Last weekend, Floyd's sister, Yolanda Shorts, was on her computer in North Carolina and saw the photo of her brother lighting a fire by his tent.
"I don't know why that particular Sunday I punched in his name," Shorts told The Philadelphia Inquirer. "All of a sudden, I see that article. My heart stopped. I was like, 'Oh, my God, Neal.' "Seeing his little tarp, it was heart-wrenching," she said.
"I was fixated on that picture. I wanted to keep looking at it. I wanted to get closer to his face."
Shorts decided to round up other family members and drive to Camden. They arrived Friday morning and found him in his tent.
"I'm just so glad you all came and got me," Floyd said when he saw them. "I just didn't want to be out there no more in the cold."
Floyd grew up in Albany, N.Y., and had a brief career as a professional boxer but later became hooked on alcohol and crack, Shorts told the newspaper. His kidneys failed in 1997, and Shorts donated one of hers.
Floyd was married to a woman who had three children when they met, but she died of a heart attack in 2006, Shorts said.
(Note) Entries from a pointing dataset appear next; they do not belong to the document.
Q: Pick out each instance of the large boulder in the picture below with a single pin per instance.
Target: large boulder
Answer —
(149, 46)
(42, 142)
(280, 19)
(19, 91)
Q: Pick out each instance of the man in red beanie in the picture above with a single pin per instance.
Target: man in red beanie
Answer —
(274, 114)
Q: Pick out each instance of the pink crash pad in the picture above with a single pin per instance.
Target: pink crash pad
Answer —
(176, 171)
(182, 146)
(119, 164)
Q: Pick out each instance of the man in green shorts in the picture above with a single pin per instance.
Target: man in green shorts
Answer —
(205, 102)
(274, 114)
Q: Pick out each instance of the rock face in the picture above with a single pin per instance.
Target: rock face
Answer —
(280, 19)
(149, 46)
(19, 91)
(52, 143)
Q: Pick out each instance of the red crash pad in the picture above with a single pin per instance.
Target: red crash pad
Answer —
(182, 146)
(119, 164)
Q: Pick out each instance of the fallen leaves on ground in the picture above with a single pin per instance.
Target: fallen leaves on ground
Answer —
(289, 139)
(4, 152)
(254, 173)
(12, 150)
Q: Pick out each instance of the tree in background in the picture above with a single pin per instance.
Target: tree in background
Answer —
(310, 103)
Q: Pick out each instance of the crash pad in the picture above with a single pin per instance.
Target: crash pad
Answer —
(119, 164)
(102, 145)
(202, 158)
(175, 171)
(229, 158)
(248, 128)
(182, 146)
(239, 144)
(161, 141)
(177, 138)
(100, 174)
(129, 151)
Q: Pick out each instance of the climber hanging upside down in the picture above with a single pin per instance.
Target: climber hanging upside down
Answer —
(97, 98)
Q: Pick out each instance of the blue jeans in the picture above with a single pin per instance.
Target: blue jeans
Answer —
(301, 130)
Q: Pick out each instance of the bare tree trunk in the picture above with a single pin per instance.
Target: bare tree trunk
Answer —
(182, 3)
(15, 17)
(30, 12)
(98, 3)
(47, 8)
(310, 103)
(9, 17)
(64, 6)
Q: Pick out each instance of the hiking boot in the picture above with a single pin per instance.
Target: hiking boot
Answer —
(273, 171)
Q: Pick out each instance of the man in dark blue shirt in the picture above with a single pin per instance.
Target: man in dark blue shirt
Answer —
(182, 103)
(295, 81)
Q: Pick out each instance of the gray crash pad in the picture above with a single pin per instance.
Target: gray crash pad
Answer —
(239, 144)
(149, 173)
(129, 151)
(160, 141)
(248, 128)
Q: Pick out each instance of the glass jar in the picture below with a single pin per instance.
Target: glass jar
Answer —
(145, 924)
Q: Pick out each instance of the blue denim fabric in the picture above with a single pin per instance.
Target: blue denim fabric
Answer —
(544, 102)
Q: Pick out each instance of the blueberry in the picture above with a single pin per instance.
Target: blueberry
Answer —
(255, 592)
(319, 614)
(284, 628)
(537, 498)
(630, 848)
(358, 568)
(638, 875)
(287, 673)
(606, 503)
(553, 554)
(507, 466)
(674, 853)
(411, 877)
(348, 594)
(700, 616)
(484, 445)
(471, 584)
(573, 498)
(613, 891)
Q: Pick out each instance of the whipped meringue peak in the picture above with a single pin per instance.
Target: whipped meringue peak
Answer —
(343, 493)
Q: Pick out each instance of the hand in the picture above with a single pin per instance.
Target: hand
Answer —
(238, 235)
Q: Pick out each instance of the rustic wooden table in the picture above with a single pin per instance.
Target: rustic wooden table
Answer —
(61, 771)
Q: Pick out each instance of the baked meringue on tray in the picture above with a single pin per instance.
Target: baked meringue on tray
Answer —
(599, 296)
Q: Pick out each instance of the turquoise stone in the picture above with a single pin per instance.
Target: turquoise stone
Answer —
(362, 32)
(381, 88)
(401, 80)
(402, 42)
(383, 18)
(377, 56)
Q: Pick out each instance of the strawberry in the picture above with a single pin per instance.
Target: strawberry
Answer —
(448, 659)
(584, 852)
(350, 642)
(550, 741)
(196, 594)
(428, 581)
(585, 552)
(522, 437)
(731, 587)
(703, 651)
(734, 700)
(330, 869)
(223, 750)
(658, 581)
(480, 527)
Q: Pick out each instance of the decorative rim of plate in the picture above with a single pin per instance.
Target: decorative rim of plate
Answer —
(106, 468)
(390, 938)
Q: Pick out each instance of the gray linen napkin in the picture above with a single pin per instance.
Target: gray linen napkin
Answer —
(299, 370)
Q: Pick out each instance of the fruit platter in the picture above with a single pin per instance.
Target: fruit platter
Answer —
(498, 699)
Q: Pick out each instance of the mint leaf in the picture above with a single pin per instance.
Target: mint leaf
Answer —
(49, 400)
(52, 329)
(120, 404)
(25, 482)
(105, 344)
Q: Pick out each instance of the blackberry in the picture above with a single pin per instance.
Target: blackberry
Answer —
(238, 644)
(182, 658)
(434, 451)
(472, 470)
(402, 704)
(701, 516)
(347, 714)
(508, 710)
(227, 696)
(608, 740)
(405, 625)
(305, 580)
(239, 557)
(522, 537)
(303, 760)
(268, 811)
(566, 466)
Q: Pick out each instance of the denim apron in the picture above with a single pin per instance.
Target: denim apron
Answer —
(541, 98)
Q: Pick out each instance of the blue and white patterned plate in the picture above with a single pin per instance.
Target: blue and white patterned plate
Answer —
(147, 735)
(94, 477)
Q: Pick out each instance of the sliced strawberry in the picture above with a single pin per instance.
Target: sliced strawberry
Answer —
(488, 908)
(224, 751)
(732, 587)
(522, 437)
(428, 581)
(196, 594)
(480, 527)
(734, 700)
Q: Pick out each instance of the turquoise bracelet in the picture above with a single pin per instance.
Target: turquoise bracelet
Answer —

That was when Floyd's world began to unravel.
"I just couldn't keep up," Floyd told The AP last month. "I couldn't pay the bills when she died."
Floyd said he had been on the street for more than a year but still dreamed of having a job and family again.
"I don't plan to stay outside for the rest of my life," he said.
Shorts told the newspaper that her family planned to take her brother with them back to North Carolina to start anew.